Da “La Provincia Pavese” del 05.12.16

Sara Caroli e Lucia Cagnoni che lasciano il campo di fretta con un magone grande così ed altrettanta arrabbiatura accendono l’immagine forse più forte del derby perso dall’Ambrovit Garlasco in tre set Sabato a Vigevano. Un’immagine sulla quale l’ambiente non potrà non fare a meno di riflettere così come sulla grave involuzione tecnica, di gioco e di risultati in cui è scivolata già da settimane la squadra giunta alla sua terza sconfitta consecutiva, quarta nelle ultime cinque giornate. Ridurre tutti i problemi all’infortunio che ha fermato la palleggiatrice titolare Barbara Pagnin fin dalla vigilia della stagione sarebbe troppo facile ed ingiusto, dal momento che l’Ambrovit, anche senza Pagnin, tre vittorie le ha comunque conquistate. In realtà, dal derby emergono reali limiti, confusione ed incertezza. Dal secondo set in poi, una serie di cambi a raffica.

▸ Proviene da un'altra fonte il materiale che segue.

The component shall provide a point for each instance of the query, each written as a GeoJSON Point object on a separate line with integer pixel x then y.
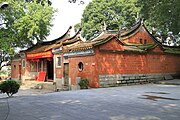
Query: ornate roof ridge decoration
{"type": "Point", "coordinates": [45, 45]}
{"type": "Point", "coordinates": [131, 30]}
{"type": "Point", "coordinates": [75, 38]}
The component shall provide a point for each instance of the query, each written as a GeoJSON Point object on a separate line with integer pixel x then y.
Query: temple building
{"type": "Point", "coordinates": [110, 59]}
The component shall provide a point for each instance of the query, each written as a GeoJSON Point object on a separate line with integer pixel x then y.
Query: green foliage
{"type": "Point", "coordinates": [161, 14]}
{"type": "Point", "coordinates": [21, 23]}
{"type": "Point", "coordinates": [84, 83]}
{"type": "Point", "coordinates": [9, 87]}
{"type": "Point", "coordinates": [114, 13]}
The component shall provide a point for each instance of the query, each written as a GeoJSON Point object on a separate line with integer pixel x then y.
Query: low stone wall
{"type": "Point", "coordinates": [120, 79]}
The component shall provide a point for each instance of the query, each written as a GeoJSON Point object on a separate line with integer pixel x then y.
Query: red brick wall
{"type": "Point", "coordinates": [107, 63]}
{"type": "Point", "coordinates": [88, 71]}
{"type": "Point", "coordinates": [124, 63]}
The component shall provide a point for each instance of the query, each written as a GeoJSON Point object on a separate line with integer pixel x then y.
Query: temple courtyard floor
{"type": "Point", "coordinates": [136, 102]}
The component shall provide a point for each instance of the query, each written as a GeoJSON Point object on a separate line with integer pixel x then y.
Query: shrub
{"type": "Point", "coordinates": [84, 83]}
{"type": "Point", "coordinates": [9, 87]}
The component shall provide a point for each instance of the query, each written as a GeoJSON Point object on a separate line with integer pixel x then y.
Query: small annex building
{"type": "Point", "coordinates": [110, 59]}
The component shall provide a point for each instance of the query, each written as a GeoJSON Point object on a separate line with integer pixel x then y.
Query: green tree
{"type": "Point", "coordinates": [21, 23]}
{"type": "Point", "coordinates": [114, 13]}
{"type": "Point", "coordinates": [161, 14]}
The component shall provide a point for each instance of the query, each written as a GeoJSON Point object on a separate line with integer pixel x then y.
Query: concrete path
{"type": "Point", "coordinates": [137, 102]}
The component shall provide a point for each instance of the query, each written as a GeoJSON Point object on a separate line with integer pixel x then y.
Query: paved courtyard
{"type": "Point", "coordinates": [137, 102]}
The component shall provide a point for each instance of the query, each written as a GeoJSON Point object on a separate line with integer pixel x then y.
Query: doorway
{"type": "Point", "coordinates": [50, 70]}
{"type": "Point", "coordinates": [66, 74]}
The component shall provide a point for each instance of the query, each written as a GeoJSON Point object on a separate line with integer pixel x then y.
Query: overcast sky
{"type": "Point", "coordinates": [68, 15]}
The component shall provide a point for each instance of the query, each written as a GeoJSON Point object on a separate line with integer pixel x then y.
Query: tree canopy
{"type": "Point", "coordinates": [161, 14]}
{"type": "Point", "coordinates": [114, 13]}
{"type": "Point", "coordinates": [21, 23]}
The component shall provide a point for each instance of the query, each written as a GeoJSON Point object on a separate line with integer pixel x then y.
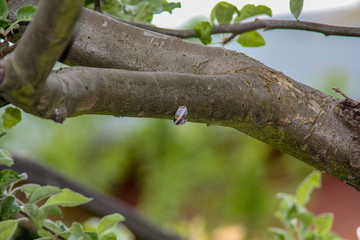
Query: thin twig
{"type": "Point", "coordinates": [344, 95]}
{"type": "Point", "coordinates": [266, 24]}
{"type": "Point", "coordinates": [228, 39]}
{"type": "Point", "coordinates": [97, 6]}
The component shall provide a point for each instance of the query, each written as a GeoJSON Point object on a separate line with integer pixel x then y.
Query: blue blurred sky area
{"type": "Point", "coordinates": [317, 60]}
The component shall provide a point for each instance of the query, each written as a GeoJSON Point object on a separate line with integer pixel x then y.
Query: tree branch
{"type": "Point", "coordinates": [39, 48]}
{"type": "Point", "coordinates": [218, 86]}
{"type": "Point", "coordinates": [101, 205]}
{"type": "Point", "coordinates": [266, 24]}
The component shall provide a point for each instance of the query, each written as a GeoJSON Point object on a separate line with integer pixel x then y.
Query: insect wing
{"type": "Point", "coordinates": [181, 115]}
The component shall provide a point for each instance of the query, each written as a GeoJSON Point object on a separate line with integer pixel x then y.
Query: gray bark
{"type": "Point", "coordinates": [135, 72]}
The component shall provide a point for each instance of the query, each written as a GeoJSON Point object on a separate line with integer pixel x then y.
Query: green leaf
{"type": "Point", "coordinates": [28, 189]}
{"type": "Point", "coordinates": [108, 236]}
{"type": "Point", "coordinates": [36, 215]}
{"type": "Point", "coordinates": [41, 193]}
{"type": "Point", "coordinates": [296, 7]}
{"type": "Point", "coordinates": [279, 234]}
{"type": "Point", "coordinates": [92, 235]}
{"type": "Point", "coordinates": [8, 227]}
{"type": "Point", "coordinates": [67, 198]}
{"type": "Point", "coordinates": [323, 223]}
{"type": "Point", "coordinates": [108, 222]}
{"type": "Point", "coordinates": [3, 9]}
{"type": "Point", "coordinates": [76, 232]}
{"type": "Point", "coordinates": [51, 210]}
{"type": "Point", "coordinates": [306, 187]}
{"type": "Point", "coordinates": [8, 207]}
{"type": "Point", "coordinates": [250, 10]}
{"type": "Point", "coordinates": [56, 227]}
{"type": "Point", "coordinates": [306, 218]}
{"type": "Point", "coordinates": [223, 12]}
{"type": "Point", "coordinates": [8, 177]}
{"type": "Point", "coordinates": [203, 31]}
{"type": "Point", "coordinates": [26, 13]}
{"type": "Point", "coordinates": [251, 39]}
{"type": "Point", "coordinates": [6, 158]}
{"type": "Point", "coordinates": [11, 117]}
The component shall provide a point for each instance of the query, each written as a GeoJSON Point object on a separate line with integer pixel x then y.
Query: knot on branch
{"type": "Point", "coordinates": [59, 115]}
{"type": "Point", "coordinates": [349, 113]}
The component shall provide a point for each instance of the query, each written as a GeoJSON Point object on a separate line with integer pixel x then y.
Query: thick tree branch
{"type": "Point", "coordinates": [262, 103]}
{"type": "Point", "coordinates": [39, 48]}
{"type": "Point", "coordinates": [218, 86]}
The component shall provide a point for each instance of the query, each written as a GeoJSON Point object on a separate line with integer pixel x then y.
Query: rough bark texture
{"type": "Point", "coordinates": [218, 86]}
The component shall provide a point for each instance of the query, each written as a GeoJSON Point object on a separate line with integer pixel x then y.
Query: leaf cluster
{"type": "Point", "coordinates": [38, 213]}
{"type": "Point", "coordinates": [23, 14]}
{"type": "Point", "coordinates": [226, 13]}
{"type": "Point", "coordinates": [298, 221]}
{"type": "Point", "coordinates": [136, 10]}
{"type": "Point", "coordinates": [41, 201]}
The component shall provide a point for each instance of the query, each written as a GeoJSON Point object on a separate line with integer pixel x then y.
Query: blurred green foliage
{"type": "Point", "coordinates": [178, 172]}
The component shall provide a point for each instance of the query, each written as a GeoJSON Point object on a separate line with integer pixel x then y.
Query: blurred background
{"type": "Point", "coordinates": [207, 182]}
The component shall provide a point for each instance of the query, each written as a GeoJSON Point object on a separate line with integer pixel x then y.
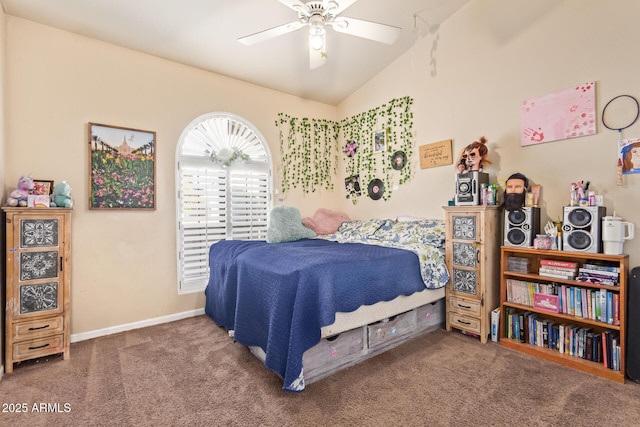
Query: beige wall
{"type": "Point", "coordinates": [467, 80]}
{"type": "Point", "coordinates": [123, 263]}
{"type": "Point", "coordinates": [470, 77]}
{"type": "Point", "coordinates": [3, 37]}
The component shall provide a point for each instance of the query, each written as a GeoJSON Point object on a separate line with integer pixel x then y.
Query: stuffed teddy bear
{"type": "Point", "coordinates": [19, 196]}
{"type": "Point", "coordinates": [61, 196]}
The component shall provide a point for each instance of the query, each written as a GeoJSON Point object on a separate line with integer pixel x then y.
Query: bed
{"type": "Point", "coordinates": [311, 306]}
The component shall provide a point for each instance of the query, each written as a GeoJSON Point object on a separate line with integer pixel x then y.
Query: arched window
{"type": "Point", "coordinates": [223, 184]}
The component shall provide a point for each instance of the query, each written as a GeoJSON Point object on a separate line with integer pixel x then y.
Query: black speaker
{"type": "Point", "coordinates": [468, 187]}
{"type": "Point", "coordinates": [521, 226]}
{"type": "Point", "coordinates": [633, 325]}
{"type": "Point", "coordinates": [582, 228]}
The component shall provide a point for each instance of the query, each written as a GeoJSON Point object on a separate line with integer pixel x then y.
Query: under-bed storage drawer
{"type": "Point", "coordinates": [431, 316]}
{"type": "Point", "coordinates": [333, 351]}
{"type": "Point", "coordinates": [383, 332]}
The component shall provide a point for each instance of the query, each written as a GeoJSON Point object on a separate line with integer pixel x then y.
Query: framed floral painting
{"type": "Point", "coordinates": [122, 168]}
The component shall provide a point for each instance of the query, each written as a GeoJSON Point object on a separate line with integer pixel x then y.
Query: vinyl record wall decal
{"type": "Point", "coordinates": [376, 189]}
{"type": "Point", "coordinates": [398, 160]}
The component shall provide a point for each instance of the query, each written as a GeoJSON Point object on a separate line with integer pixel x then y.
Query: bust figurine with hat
{"type": "Point", "coordinates": [516, 189]}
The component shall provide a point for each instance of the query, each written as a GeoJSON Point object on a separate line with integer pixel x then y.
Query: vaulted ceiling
{"type": "Point", "coordinates": [204, 33]}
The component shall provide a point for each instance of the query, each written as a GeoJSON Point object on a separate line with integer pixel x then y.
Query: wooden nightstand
{"type": "Point", "coordinates": [38, 276]}
{"type": "Point", "coordinates": [473, 260]}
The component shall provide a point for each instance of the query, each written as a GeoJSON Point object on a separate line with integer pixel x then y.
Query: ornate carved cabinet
{"type": "Point", "coordinates": [473, 260]}
{"type": "Point", "coordinates": [37, 283]}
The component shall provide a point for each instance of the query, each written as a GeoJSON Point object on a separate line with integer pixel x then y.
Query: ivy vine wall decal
{"type": "Point", "coordinates": [310, 147]}
{"type": "Point", "coordinates": [309, 152]}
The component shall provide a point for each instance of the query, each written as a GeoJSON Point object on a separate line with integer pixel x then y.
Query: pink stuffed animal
{"type": "Point", "coordinates": [18, 197]}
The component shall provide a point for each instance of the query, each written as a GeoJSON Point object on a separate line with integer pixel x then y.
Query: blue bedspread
{"type": "Point", "coordinates": [279, 295]}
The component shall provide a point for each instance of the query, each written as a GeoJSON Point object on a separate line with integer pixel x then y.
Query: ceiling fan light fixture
{"type": "Point", "coordinates": [316, 37]}
{"type": "Point", "coordinates": [331, 5]}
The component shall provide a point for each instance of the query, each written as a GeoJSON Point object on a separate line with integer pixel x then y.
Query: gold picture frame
{"type": "Point", "coordinates": [122, 168]}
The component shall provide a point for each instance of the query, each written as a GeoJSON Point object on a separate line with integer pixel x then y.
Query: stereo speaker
{"type": "Point", "coordinates": [582, 228]}
{"type": "Point", "coordinates": [521, 226]}
{"type": "Point", "coordinates": [633, 326]}
{"type": "Point", "coordinates": [468, 187]}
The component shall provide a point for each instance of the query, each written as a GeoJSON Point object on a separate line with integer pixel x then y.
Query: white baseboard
{"type": "Point", "coordinates": [135, 325]}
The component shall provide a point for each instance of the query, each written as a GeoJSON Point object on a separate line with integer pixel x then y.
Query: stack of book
{"type": "Point", "coordinates": [519, 264]}
{"type": "Point", "coordinates": [558, 269]}
{"type": "Point", "coordinates": [600, 274]}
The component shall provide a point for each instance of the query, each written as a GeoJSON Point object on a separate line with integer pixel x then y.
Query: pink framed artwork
{"type": "Point", "coordinates": [570, 113]}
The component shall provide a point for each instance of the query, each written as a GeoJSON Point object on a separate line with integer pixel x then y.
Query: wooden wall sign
{"type": "Point", "coordinates": [436, 154]}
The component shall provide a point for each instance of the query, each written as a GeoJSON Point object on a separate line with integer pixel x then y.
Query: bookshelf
{"type": "Point", "coordinates": [580, 328]}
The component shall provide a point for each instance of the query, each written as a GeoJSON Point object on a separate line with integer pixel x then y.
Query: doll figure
{"type": "Point", "coordinates": [473, 157]}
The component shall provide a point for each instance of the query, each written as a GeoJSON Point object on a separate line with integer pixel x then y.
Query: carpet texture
{"type": "Point", "coordinates": [190, 373]}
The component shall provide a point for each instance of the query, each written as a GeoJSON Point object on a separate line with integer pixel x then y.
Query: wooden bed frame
{"type": "Point", "coordinates": [369, 331]}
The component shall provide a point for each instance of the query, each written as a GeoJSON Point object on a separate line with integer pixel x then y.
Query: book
{"type": "Point", "coordinates": [546, 302]}
{"type": "Point", "coordinates": [558, 270]}
{"type": "Point", "coordinates": [495, 324]}
{"type": "Point", "coordinates": [599, 273]}
{"type": "Point", "coordinates": [557, 276]}
{"type": "Point", "coordinates": [610, 308]}
{"type": "Point", "coordinates": [558, 263]}
{"type": "Point", "coordinates": [601, 267]}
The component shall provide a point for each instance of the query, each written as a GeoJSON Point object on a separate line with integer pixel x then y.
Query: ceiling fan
{"type": "Point", "coordinates": [317, 15]}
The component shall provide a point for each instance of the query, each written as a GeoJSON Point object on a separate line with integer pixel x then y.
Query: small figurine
{"type": "Point", "coordinates": [578, 191]}
{"type": "Point", "coordinates": [61, 196]}
{"type": "Point", "coordinates": [515, 192]}
{"type": "Point", "coordinates": [19, 196]}
{"type": "Point", "coordinates": [473, 157]}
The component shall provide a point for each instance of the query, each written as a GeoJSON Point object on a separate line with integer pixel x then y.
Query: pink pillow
{"type": "Point", "coordinates": [325, 221]}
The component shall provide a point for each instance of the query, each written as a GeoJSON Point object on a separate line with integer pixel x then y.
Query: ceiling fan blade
{"type": "Point", "coordinates": [271, 33]}
{"type": "Point", "coordinates": [338, 5]}
{"type": "Point", "coordinates": [296, 5]}
{"type": "Point", "coordinates": [317, 56]}
{"type": "Point", "coordinates": [369, 30]}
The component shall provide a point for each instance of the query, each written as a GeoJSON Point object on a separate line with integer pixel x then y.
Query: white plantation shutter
{"type": "Point", "coordinates": [216, 201]}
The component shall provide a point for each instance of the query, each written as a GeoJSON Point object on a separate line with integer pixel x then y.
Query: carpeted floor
{"type": "Point", "coordinates": [190, 373]}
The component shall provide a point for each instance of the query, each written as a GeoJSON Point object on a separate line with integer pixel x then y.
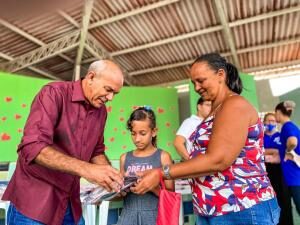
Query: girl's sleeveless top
{"type": "Point", "coordinates": [140, 209]}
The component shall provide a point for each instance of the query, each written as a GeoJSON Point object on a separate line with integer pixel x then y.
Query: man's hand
{"type": "Point", "coordinates": [105, 176]}
{"type": "Point", "coordinates": [149, 181]}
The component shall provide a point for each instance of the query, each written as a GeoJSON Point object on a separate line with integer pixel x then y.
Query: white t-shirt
{"type": "Point", "coordinates": [187, 127]}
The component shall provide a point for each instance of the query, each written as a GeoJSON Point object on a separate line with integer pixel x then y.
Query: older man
{"type": "Point", "coordinates": [63, 141]}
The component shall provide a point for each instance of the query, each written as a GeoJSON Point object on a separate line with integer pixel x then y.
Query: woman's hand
{"type": "Point", "coordinates": [148, 181]}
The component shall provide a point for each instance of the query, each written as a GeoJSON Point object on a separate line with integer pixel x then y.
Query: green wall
{"type": "Point", "coordinates": [17, 92]}
{"type": "Point", "coordinates": [249, 92]}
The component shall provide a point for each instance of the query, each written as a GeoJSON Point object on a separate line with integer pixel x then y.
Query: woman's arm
{"type": "Point", "coordinates": [272, 155]}
{"type": "Point", "coordinates": [291, 143]}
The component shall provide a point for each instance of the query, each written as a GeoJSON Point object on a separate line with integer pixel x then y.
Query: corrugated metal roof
{"type": "Point", "coordinates": [154, 41]}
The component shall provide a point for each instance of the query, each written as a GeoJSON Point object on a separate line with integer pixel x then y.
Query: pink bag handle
{"type": "Point", "coordinates": [162, 183]}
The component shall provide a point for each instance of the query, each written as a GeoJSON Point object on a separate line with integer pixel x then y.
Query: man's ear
{"type": "Point", "coordinates": [90, 77]}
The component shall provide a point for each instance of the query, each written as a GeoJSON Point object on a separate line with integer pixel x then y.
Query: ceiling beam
{"type": "Point", "coordinates": [239, 51]}
{"type": "Point", "coordinates": [132, 13]}
{"type": "Point", "coordinates": [29, 37]}
{"type": "Point", "coordinates": [68, 18]}
{"type": "Point", "coordinates": [98, 51]}
{"type": "Point", "coordinates": [87, 11]}
{"type": "Point", "coordinates": [66, 43]}
{"type": "Point", "coordinates": [206, 31]}
{"type": "Point", "coordinates": [226, 29]}
{"type": "Point", "coordinates": [37, 70]}
{"type": "Point", "coordinates": [265, 16]}
{"type": "Point", "coordinates": [168, 40]}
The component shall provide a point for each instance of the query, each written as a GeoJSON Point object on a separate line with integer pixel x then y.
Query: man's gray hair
{"type": "Point", "coordinates": [97, 66]}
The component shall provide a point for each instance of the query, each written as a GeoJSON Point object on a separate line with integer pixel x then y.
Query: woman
{"type": "Point", "coordinates": [272, 145]}
{"type": "Point", "coordinates": [229, 184]}
{"type": "Point", "coordinates": [290, 149]}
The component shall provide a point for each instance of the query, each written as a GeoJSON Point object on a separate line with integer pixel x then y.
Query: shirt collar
{"type": "Point", "coordinates": [77, 92]}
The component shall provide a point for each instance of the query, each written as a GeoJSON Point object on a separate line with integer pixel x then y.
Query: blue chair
{"type": "Point", "coordinates": [11, 169]}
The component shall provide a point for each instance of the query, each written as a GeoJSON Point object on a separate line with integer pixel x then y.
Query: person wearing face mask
{"type": "Point", "coordinates": [289, 151]}
{"type": "Point", "coordinates": [272, 145]}
{"type": "Point", "coordinates": [63, 141]}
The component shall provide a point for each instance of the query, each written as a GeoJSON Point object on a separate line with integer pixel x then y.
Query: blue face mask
{"type": "Point", "coordinates": [270, 127]}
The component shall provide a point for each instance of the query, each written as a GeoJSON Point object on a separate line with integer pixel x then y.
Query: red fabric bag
{"type": "Point", "coordinates": [169, 204]}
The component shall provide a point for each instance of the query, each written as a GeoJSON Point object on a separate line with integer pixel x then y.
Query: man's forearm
{"type": "Point", "coordinates": [53, 159]}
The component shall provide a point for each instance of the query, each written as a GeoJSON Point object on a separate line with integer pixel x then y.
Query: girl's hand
{"type": "Point", "coordinates": [148, 181]}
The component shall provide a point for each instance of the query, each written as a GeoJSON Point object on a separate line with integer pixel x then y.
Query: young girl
{"type": "Point", "coordinates": [142, 209]}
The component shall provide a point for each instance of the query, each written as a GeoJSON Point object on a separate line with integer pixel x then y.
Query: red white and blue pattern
{"type": "Point", "coordinates": [241, 186]}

Gasperini per Nicchi, Magni per Giudici, Arapi per Rivetti e poi tutto il contrario e in corsa nella frazione successiva, quella in cui la squadra è andata sotto 19-10 senza richieste di time-out discrezionale. Un mischiar di carte confuso e controproducente per una squadra che oggi non riesce a fare tre cose giuste in fila. E in questo tourbillon per Valentina Cozzi spazio solo per un mini turno in battuta sul ventiquattresimo punto del secondo set e poi basta. Già da qualche settimana Cozzi, in passato pure libero in serie A proprio per le sue spiccate qualità in difesa e ricezione, ha perso il posto da titolare, ma le sconfitte continuano ed anche nel derby la ricezione di squadra è rimasta in crisi. Se tutto questo non bastasse, occorre aggiungere che Caroli ha visto in tre set solo dieci palloni e pochi giocabili, normale che non abbia potuto incidere segnando solo quattro punti. Bottino da fame anche da posto due dove Giudici e Magni, insieme, han firmato solo cinque punti. Note positive? Si, la gran partita di Bosetti e la determinazione di Cagnoni che dietro fa ancora fatica, ma in attacco cresce. Nient’altro.